TL;DR
SkillSmith is a boundary-first compiler-runtime framework that optimizes agent skill execution by minimizing redundant reasoning and context injection, significantly improving efficiency and cost-effectiveness.
Contribution
It introduces a novel offline compilation approach that extracts operational boundaries from skills, enabling dynamic, minimal interfaces for more efficient agent reasoning.
Findings
Reduces solve-stage token usage by 57.44%
Decreases thinking iterations by 42.99%
Speeds up solve time by 50.57% (2.02x faster)
Abstract
Recently, skills have been widely adopted in large language model (LLM)-based agent systems across various domains.

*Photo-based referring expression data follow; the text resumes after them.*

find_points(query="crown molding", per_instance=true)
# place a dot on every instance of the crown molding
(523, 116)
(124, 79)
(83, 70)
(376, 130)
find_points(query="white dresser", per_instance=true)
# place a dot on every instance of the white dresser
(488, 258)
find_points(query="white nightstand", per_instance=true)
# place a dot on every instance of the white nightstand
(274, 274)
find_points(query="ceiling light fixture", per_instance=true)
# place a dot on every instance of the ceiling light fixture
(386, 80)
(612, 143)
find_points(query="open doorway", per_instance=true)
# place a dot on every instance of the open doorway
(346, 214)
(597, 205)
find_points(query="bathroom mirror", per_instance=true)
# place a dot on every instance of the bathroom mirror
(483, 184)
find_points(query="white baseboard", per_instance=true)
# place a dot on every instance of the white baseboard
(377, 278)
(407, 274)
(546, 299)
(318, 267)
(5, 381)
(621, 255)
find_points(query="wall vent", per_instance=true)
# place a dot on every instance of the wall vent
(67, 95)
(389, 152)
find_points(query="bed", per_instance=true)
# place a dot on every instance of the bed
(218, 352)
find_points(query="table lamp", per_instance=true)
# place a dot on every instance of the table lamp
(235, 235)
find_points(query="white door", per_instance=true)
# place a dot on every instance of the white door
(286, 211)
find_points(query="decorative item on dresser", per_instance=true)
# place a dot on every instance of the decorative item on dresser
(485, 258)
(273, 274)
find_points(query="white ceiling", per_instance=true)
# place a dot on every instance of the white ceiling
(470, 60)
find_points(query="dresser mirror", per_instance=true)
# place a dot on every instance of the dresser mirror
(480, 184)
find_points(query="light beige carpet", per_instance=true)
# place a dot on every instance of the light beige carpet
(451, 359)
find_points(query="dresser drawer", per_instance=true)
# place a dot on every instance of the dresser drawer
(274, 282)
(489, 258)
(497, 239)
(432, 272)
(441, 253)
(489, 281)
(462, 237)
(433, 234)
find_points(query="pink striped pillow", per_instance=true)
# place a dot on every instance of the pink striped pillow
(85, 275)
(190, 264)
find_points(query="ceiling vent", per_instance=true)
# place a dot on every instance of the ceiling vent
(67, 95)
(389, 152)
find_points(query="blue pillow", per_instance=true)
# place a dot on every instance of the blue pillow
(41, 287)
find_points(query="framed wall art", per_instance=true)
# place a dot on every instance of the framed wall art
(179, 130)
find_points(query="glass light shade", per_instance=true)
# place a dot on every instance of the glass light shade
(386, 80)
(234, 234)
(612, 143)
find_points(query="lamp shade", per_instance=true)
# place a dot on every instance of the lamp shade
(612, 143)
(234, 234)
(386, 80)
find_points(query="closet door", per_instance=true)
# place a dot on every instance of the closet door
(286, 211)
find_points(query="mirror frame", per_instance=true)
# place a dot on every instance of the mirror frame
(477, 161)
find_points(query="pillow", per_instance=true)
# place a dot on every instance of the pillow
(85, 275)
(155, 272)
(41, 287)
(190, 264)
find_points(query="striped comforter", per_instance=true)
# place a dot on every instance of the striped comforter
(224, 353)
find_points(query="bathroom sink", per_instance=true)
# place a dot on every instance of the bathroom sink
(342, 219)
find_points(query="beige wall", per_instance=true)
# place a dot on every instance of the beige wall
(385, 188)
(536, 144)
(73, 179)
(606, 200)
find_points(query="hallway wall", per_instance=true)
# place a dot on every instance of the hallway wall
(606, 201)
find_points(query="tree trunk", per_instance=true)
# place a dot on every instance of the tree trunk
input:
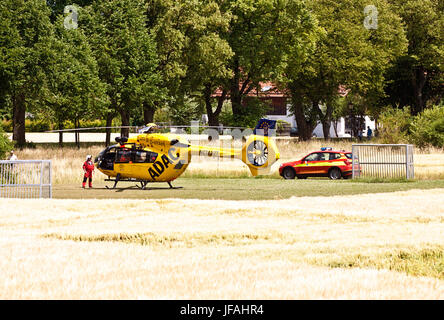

In existing frameworks, skills are typically injected into the agent reasoning loop as contextual guidance once matched to a runtime task, enabling specialized task-solving capabilities. We find that this execution paradigm introduces two major sources of redundancy: irrelevant context injection and repeated skill-specific reasoning and planning. To this end, we propose SkillSmith, a boundary-first compiler-runtime framework that compiles skill packages offline into minimal executable interfaces. By extracting fine-grained operational boundaries from skills, SkillSmith enables agents to dynamically access and execute only the relevant components at runtime, thereby minimizing unnecessary context injection and redundant reasoning overhead. In the evaluation on SkillsBench…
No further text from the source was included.